Stellungnahme des Bundesrates
La gestion des placements de la Banque nationale suisse (BNS) est subordonnée à la conduite de la politique monétaire. Grâce à ses actifs (placements en devises étrangères, or, etc.), la BNS dispose en tout temps de la marge de manoeuvre nécessaire pour mettre en oeuvre sa politique monétaire. Elle ne vise pas d'objectifs de politique économique ou environnementale particuliers dans le cadre de sa politique de placement. S'agissant des placements en actions, elle s'abstient de toute sélection de titres. Elle reproduit les marchés dans leur ensemble en panachant les titres et les secteurs en fonction de leur capitalisation boursière. Elle ne déroge à ces principes que dans des cas dûment justifiés, en fonction de critères d'exclusion précis. Elle applique à son portefeuille des critères environnementaux, sociaux et de gouvernance ("ESG") en excluant les parts d'entreprises dont les produits ou les modes de production contreviennent à des normes ou à des valeurs fondamentales suisses. Cette politique d'exclusion est indépendante de toute question de risque ou de rendement, et les critères reposent sur des valeurs découlant de la législation suisse mais aussi de conventions et d'accords internationaux signés par la Suisse. La BNS exclut aussi les entreprises considérées comme "particulièrement négligentes" quant à des "dommages écologiques graves". Elle a notamment exposé sa politique d'exclusion dans son dernier compte rendu d'activité (p. 85 s.). Elle veille à ce que ses critères d'exclusion ne restreignent pas l'accomplissement de sa politique monétaire.
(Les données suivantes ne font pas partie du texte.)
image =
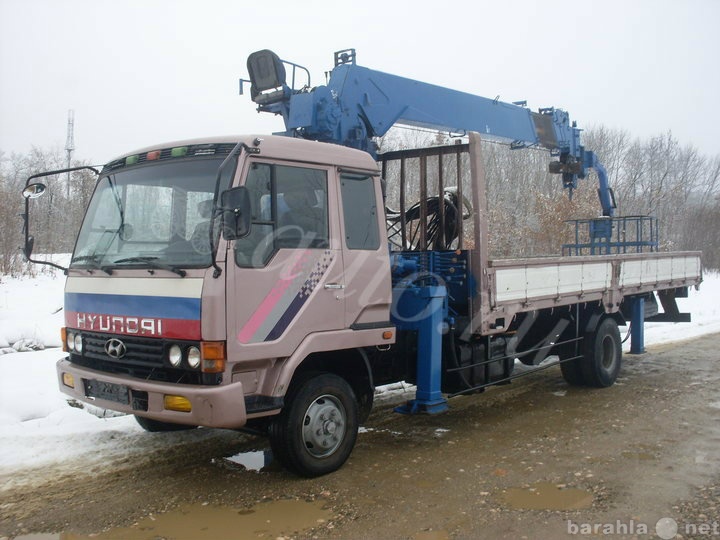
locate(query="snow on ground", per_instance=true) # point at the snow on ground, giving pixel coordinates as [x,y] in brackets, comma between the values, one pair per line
[38,427]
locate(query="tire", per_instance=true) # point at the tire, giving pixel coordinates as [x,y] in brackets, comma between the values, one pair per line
[603,355]
[155,426]
[316,431]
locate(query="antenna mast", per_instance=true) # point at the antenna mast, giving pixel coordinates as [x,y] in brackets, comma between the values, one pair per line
[70,146]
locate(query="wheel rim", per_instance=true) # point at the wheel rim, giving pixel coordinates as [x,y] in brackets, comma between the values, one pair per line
[324,426]
[608,353]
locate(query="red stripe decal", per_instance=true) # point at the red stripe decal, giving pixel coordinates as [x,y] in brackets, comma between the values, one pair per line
[134,326]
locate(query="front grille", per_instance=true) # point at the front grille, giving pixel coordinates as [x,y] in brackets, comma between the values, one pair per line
[145,359]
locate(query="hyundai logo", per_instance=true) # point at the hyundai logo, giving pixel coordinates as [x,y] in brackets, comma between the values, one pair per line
[115,348]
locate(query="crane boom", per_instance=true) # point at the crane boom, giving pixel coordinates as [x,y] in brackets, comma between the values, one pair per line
[359,103]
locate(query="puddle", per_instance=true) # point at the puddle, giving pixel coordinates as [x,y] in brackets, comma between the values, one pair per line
[547,496]
[643,456]
[431,535]
[258,460]
[197,522]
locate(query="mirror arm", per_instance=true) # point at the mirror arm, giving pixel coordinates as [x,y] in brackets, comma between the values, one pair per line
[233,153]
[27,250]
[61,171]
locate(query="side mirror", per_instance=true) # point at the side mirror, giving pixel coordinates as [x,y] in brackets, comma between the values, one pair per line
[33,191]
[27,249]
[236,212]
[267,77]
Le Conseil fédéral observe depuis quelque temps l'intérêt croissant que suscite la politique de placement de la BNS, notamment sous l'angle des objectifs liés au développement durable et à l'environnement. Il estime cependant que l'indépendance de la BNS et la focalisation de son activité sur la politique monétaire sont essentielles. Il a proposé d'accepter le postulat de la Commission de l'économie et des redevances du Conseil national 20.3012 "Objectifs de développement durable pour la Banque nationale suisse", que le Conseil national examinera selon toute vraisemblance lors de la session d'automne 2020. Cela permettrait d'examiner dans un rapport les effets potentiels des risques climatiques et environnementaux sur la stabilité des prix et sur la stabilité financière ainsi que les possibilités et les limites d'une prise en compte des objectifs de développement durable dans la politique de placement de la BNS.
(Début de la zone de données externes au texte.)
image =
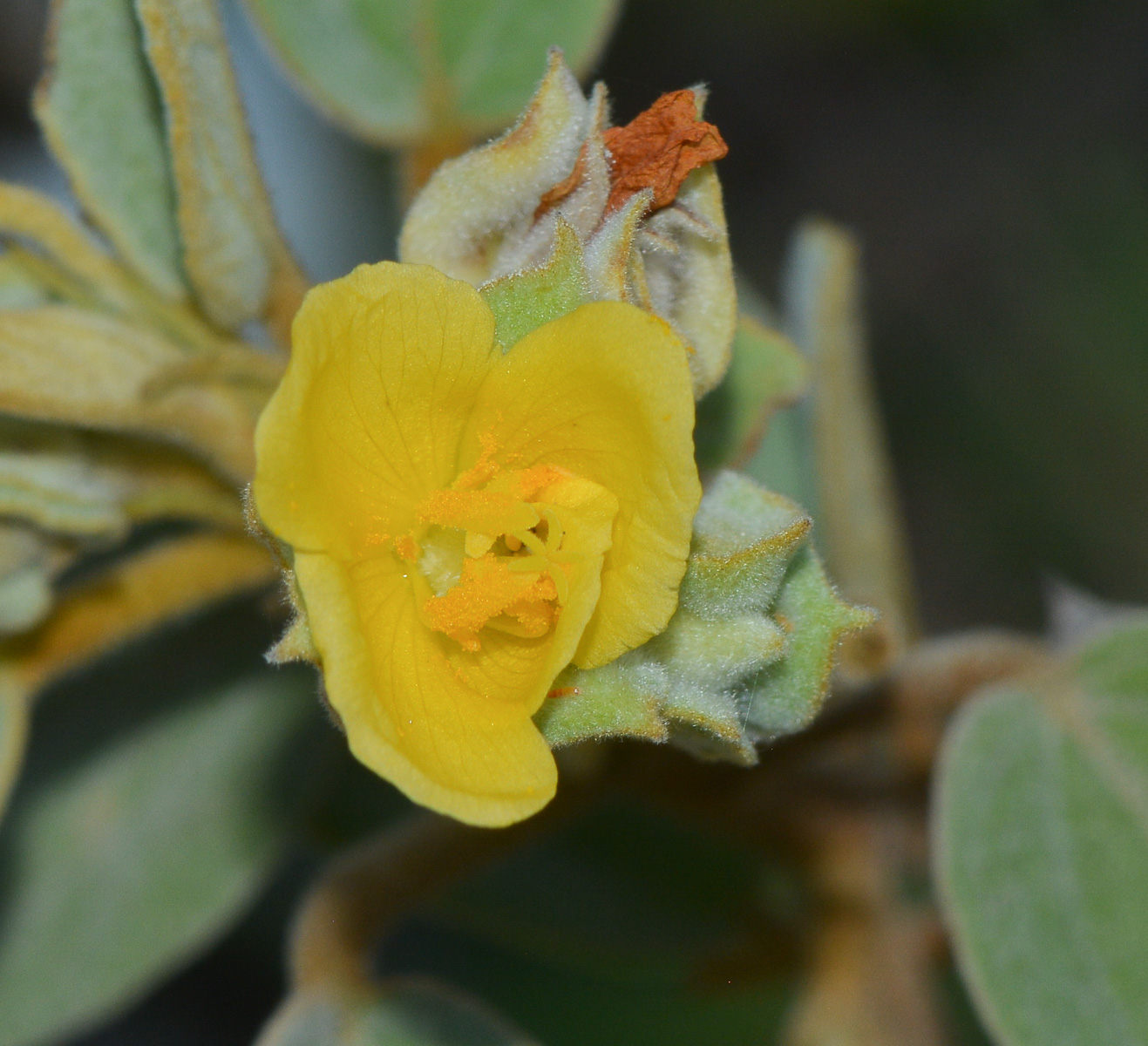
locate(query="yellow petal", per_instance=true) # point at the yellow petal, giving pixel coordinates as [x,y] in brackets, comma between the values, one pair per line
[450,727]
[463,744]
[605,393]
[386,364]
Le Conseil fédéral serait prêt à intégrer dans le rapport susmentionné la question de l'instauration d'un comité d'éthique par la BNS si le Parlement transmettait le postulat 20.3012. Il rejette cependant la présente motion, car pour lui une modification légale ne devrait pas être effectuée sans avoir procédé à un examen approfondi au préalable. En effet, il faudrait examiner notamment les éventuels conflits d'objectifs susceptibles de nuire à l'indépendance de la BNS, à son mandat axé sur la politique monétaire et à sa structure institutionnelle actuelle pour pouvoir prendre une décision éclairée au sujet de l'instauration d'un comité d'éthique.
Le Conseil fédéral propose de rejeter la motion.